I rushed to get my filet mignon order in three minutes before the kitchen closed. To me, a trip to Chicago is incomplete without steak enjoyed in dim light, over dark wood, in a nearly ancient (at least by US standards) restaurant.

I also feel I deserve it. First, I’m only here for one night. Tomorrow, I run a four-hour Outthinker workshop for 120 entrepreneurs then jump on a plane to Omaha (more great steak!) to kick off a strategy for a maid-service franchise company.

Secondly … due to bad weather, my two-hour afternoon flight turned into seven hours banging away at my laptop in an airport, as a result of which my inbox shrunk from 200 messages to two. And now I feel too energized to sleep.

And that is the real insight I want to share. When your inbox is filled with unread, unconsidered messages, you never really know if you are missing something.

And I’m not speaking just of electronic messages. This is true for strategy as well. When your organization has not looked through its inbox of strategic options and decided whether to trash or implement each one, your people will be pushing forward half-heartedly, always wondering, “Have we considered everything, is this really the best path, is there something else we are missing?”

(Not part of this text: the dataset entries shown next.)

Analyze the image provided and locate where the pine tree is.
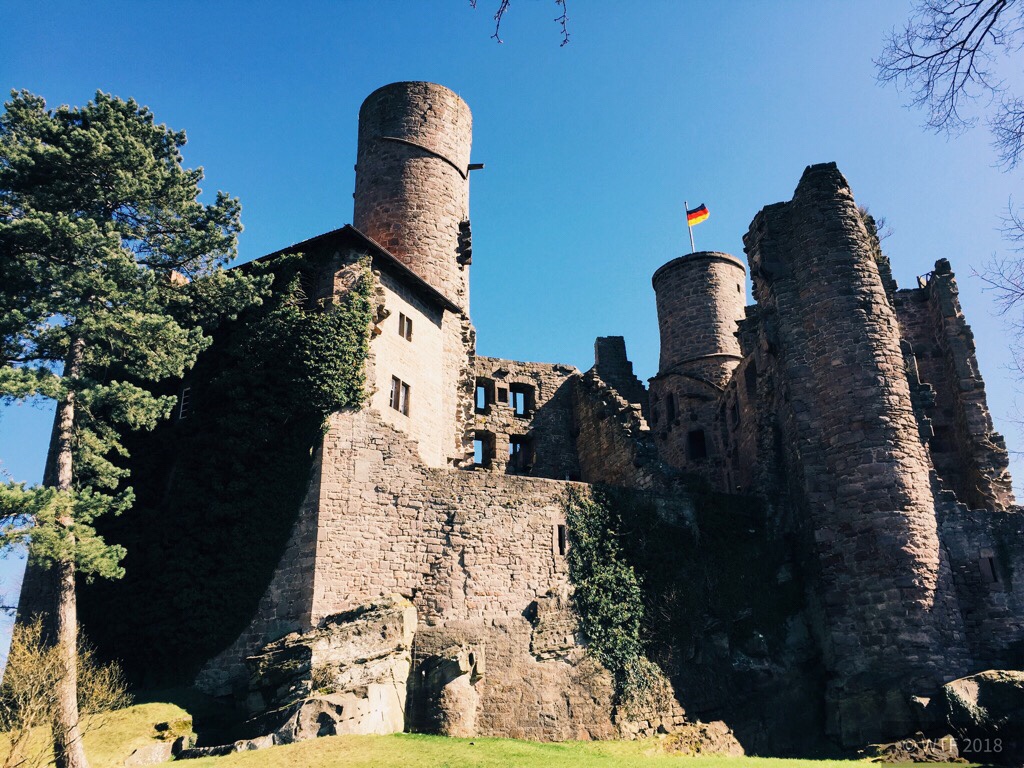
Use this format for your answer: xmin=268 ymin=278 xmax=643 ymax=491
xmin=0 ymin=91 xmax=267 ymax=768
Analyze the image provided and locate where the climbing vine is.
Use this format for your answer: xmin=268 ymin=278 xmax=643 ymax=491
xmin=82 ymin=255 xmax=373 ymax=685
xmin=565 ymin=486 xmax=668 ymax=712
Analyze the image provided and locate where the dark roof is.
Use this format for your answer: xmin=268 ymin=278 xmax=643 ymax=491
xmin=255 ymin=224 xmax=462 ymax=313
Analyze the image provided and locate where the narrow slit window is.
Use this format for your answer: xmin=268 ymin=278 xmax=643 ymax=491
xmin=509 ymin=384 xmax=534 ymax=417
xmin=398 ymin=312 xmax=413 ymax=341
xmin=178 ymin=387 xmax=191 ymax=421
xmin=509 ymin=435 xmax=534 ymax=472
xmin=686 ymin=429 xmax=708 ymax=461
xmin=473 ymin=430 xmax=495 ymax=468
xmin=391 ymin=376 xmax=410 ymax=416
xmin=978 ymin=549 xmax=999 ymax=584
xmin=474 ymin=378 xmax=495 ymax=414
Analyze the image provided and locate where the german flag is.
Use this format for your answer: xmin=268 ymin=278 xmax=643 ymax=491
xmin=686 ymin=203 xmax=710 ymax=226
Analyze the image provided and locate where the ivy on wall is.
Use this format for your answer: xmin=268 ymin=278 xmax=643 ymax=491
xmin=565 ymin=485 xmax=668 ymax=715
xmin=81 ymin=255 xmax=373 ymax=685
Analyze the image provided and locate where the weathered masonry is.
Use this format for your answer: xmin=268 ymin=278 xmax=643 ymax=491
xmin=61 ymin=83 xmax=1024 ymax=753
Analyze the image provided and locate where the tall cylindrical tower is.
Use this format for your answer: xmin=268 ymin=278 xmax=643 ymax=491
xmin=650 ymin=251 xmax=746 ymax=481
xmin=352 ymin=82 xmax=473 ymax=311
xmin=651 ymin=251 xmax=746 ymax=384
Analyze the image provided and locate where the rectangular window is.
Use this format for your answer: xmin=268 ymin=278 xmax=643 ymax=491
xmin=509 ymin=384 xmax=534 ymax=417
xmin=473 ymin=430 xmax=495 ymax=468
xmin=474 ymin=378 xmax=495 ymax=414
xmin=686 ymin=429 xmax=708 ymax=461
xmin=391 ymin=376 xmax=409 ymax=416
xmin=978 ymin=549 xmax=999 ymax=584
xmin=509 ymin=435 xmax=535 ymax=472
xmin=178 ymin=387 xmax=191 ymax=421
xmin=398 ymin=312 xmax=413 ymax=341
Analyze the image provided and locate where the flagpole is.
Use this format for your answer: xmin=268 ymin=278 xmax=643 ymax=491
xmin=683 ymin=200 xmax=697 ymax=253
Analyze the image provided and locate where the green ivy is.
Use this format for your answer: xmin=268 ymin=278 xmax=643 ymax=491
xmin=565 ymin=486 xmax=662 ymax=703
xmin=81 ymin=255 xmax=373 ymax=685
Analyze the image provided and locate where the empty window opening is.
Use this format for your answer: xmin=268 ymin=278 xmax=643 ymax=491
xmin=509 ymin=384 xmax=534 ymax=416
xmin=928 ymin=426 xmax=954 ymax=454
xmin=509 ymin=435 xmax=534 ymax=472
xmin=555 ymin=523 xmax=569 ymax=557
xmin=475 ymin=379 xmax=495 ymax=414
xmin=391 ymin=376 xmax=410 ymax=416
xmin=398 ymin=312 xmax=413 ymax=341
xmin=178 ymin=387 xmax=191 ymax=421
xmin=743 ymin=362 xmax=758 ymax=400
xmin=299 ymin=269 xmax=316 ymax=306
xmin=473 ymin=431 xmax=495 ymax=468
xmin=978 ymin=549 xmax=999 ymax=584
xmin=686 ymin=429 xmax=708 ymax=462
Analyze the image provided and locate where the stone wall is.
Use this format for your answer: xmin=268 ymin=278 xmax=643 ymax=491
xmin=743 ymin=164 xmax=968 ymax=743
xmin=939 ymin=501 xmax=1024 ymax=672
xmin=895 ymin=259 xmax=1014 ymax=509
xmin=200 ymin=409 xmax=614 ymax=739
xmin=474 ymin=356 xmax=580 ymax=480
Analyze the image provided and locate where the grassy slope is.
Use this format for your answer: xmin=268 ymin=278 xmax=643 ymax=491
xmin=0 ymin=703 xmax=921 ymax=768
xmin=0 ymin=703 xmax=188 ymax=768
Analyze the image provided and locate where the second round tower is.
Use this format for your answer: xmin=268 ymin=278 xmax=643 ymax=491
xmin=352 ymin=82 xmax=473 ymax=311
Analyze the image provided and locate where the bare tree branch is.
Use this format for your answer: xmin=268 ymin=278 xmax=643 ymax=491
xmin=876 ymin=0 xmax=1024 ymax=141
xmin=469 ymin=0 xmax=569 ymax=46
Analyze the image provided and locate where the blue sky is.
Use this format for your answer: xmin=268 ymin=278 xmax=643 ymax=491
xmin=0 ymin=0 xmax=1024 ymax=663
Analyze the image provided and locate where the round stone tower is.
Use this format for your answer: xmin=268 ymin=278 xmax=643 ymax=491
xmin=352 ymin=82 xmax=473 ymax=311
xmin=650 ymin=251 xmax=746 ymax=479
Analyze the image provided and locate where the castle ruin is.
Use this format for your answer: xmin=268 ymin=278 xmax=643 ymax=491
xmin=70 ymin=82 xmax=1024 ymax=750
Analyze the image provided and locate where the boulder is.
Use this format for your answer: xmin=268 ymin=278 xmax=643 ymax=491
xmin=663 ymin=720 xmax=745 ymax=758
xmin=942 ymin=670 xmax=1024 ymax=763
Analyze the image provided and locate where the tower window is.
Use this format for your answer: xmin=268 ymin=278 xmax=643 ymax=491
xmin=978 ymin=549 xmax=999 ymax=584
xmin=686 ymin=429 xmax=708 ymax=462
xmin=391 ymin=376 xmax=409 ymax=416
xmin=474 ymin=378 xmax=495 ymax=414
xmin=509 ymin=435 xmax=534 ymax=472
xmin=473 ymin=431 xmax=495 ymax=468
xmin=398 ymin=312 xmax=413 ymax=341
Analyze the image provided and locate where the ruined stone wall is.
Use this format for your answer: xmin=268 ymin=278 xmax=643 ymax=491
xmin=200 ymin=409 xmax=614 ymax=739
xmin=939 ymin=501 xmax=1024 ymax=672
xmin=594 ymin=336 xmax=650 ymax=421
xmin=367 ymin=269 xmax=456 ymax=467
xmin=895 ymin=259 xmax=1014 ymax=509
xmin=743 ymin=164 xmax=968 ymax=742
xmin=352 ymin=83 xmax=473 ymax=312
xmin=474 ymin=356 xmax=580 ymax=480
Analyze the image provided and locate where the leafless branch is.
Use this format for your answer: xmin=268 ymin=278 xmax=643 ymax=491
xmin=876 ymin=0 xmax=1022 ymax=133
xmin=469 ymin=0 xmax=569 ymax=46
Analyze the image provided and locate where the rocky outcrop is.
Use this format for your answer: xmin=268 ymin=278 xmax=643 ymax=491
xmin=246 ymin=595 xmax=417 ymax=749
xmin=942 ymin=670 xmax=1024 ymax=763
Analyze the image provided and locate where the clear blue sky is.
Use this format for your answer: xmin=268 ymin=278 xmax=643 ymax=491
xmin=0 ymin=0 xmax=1024 ymax=659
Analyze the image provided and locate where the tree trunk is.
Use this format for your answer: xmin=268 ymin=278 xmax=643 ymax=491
xmin=45 ymin=339 xmax=89 ymax=768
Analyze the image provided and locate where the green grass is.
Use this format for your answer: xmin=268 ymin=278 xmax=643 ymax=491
xmin=0 ymin=702 xmax=958 ymax=768
xmin=184 ymin=733 xmax=864 ymax=768
xmin=0 ymin=703 xmax=188 ymax=768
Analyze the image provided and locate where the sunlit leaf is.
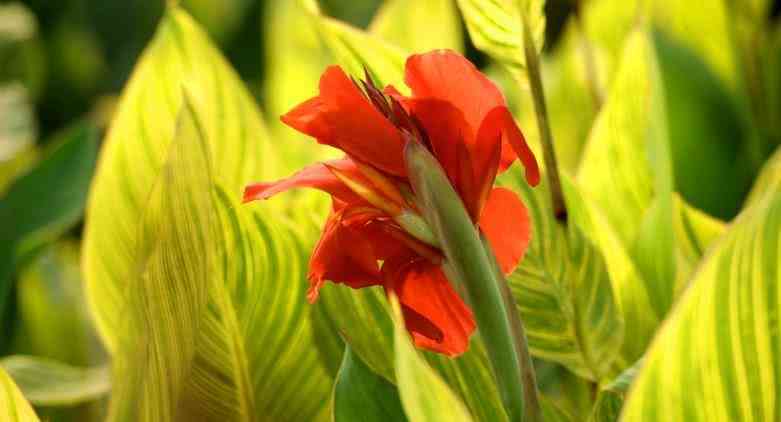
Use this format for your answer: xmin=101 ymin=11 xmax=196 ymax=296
xmin=299 ymin=0 xmax=408 ymax=90
xmin=588 ymin=360 xmax=643 ymax=422
xmin=621 ymin=193 xmax=781 ymax=422
xmin=84 ymin=9 xmax=330 ymax=421
xmin=369 ymin=0 xmax=464 ymax=53
xmin=0 ymin=355 xmax=111 ymax=406
xmin=458 ymin=0 xmax=545 ymax=83
xmin=0 ymin=368 xmax=38 ymax=422
xmin=333 ymin=346 xmax=407 ymax=422
xmin=83 ymin=5 xmax=278 ymax=351
xmin=393 ymin=299 xmax=472 ymax=422
xmin=500 ymin=171 xmax=624 ymax=381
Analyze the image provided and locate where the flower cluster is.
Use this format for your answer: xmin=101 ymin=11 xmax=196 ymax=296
xmin=244 ymin=51 xmax=539 ymax=356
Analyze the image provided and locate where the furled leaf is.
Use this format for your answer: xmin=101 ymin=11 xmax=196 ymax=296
xmin=83 ymin=5 xmax=277 ymax=351
xmin=578 ymin=31 xmax=676 ymax=320
xmin=0 ymin=368 xmax=38 ymax=422
xmin=458 ymin=0 xmax=545 ymax=83
xmin=369 ymin=0 xmax=464 ymax=53
xmin=333 ymin=346 xmax=407 ymax=422
xmin=315 ymin=286 xmax=507 ymax=421
xmin=0 ymin=355 xmax=111 ymax=406
xmin=744 ymin=147 xmax=781 ymax=207
xmin=393 ymin=299 xmax=472 ymax=422
xmin=588 ymin=360 xmax=643 ymax=422
xmin=0 ymin=126 xmax=97 ymax=343
xmin=299 ymin=0 xmax=408 ymax=89
xmin=84 ymin=8 xmax=330 ymax=421
xmin=621 ymin=193 xmax=781 ymax=422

And that will sap them of their energy.

Sun Tzu advises to march your army deep into enemy territory so there is no easy, alternative means of escape. They need to fight to the death.

Recently published research by some Wharton professors shows that when people believe there may be a “plan b,” they try less hard to make “plan a” work. They asked students to solve a math problem in exchange for free snacks. They asked half of the students to think about, before they started the exercise, where else on campus they might get free snacks. Those students, who had contemplated the alternative to getting free snacks from solving the math problem, performed significantly worse than those who had not thought about the alternative.

It’s like my son who crawled into our bed last night. He could not sleep because one fearful thought kept penetrating his slumber – “Is there something under my bed?” Now, to my wife’s dismay, I so love snuggling with my kids that I would never test this hypothesis, but I’m willing to bet that had my son looked under his bed and seen there was nothing there, he would have slept in his own room in comfort, knowing there was no unknown, unconsidered “thing” to disrupt him.

Consider all the possibilities, kill off all of the other options, empty your inbox, look under the bed … Then you can commit fully to the path in front of you. That will give you commitment you need to succeed.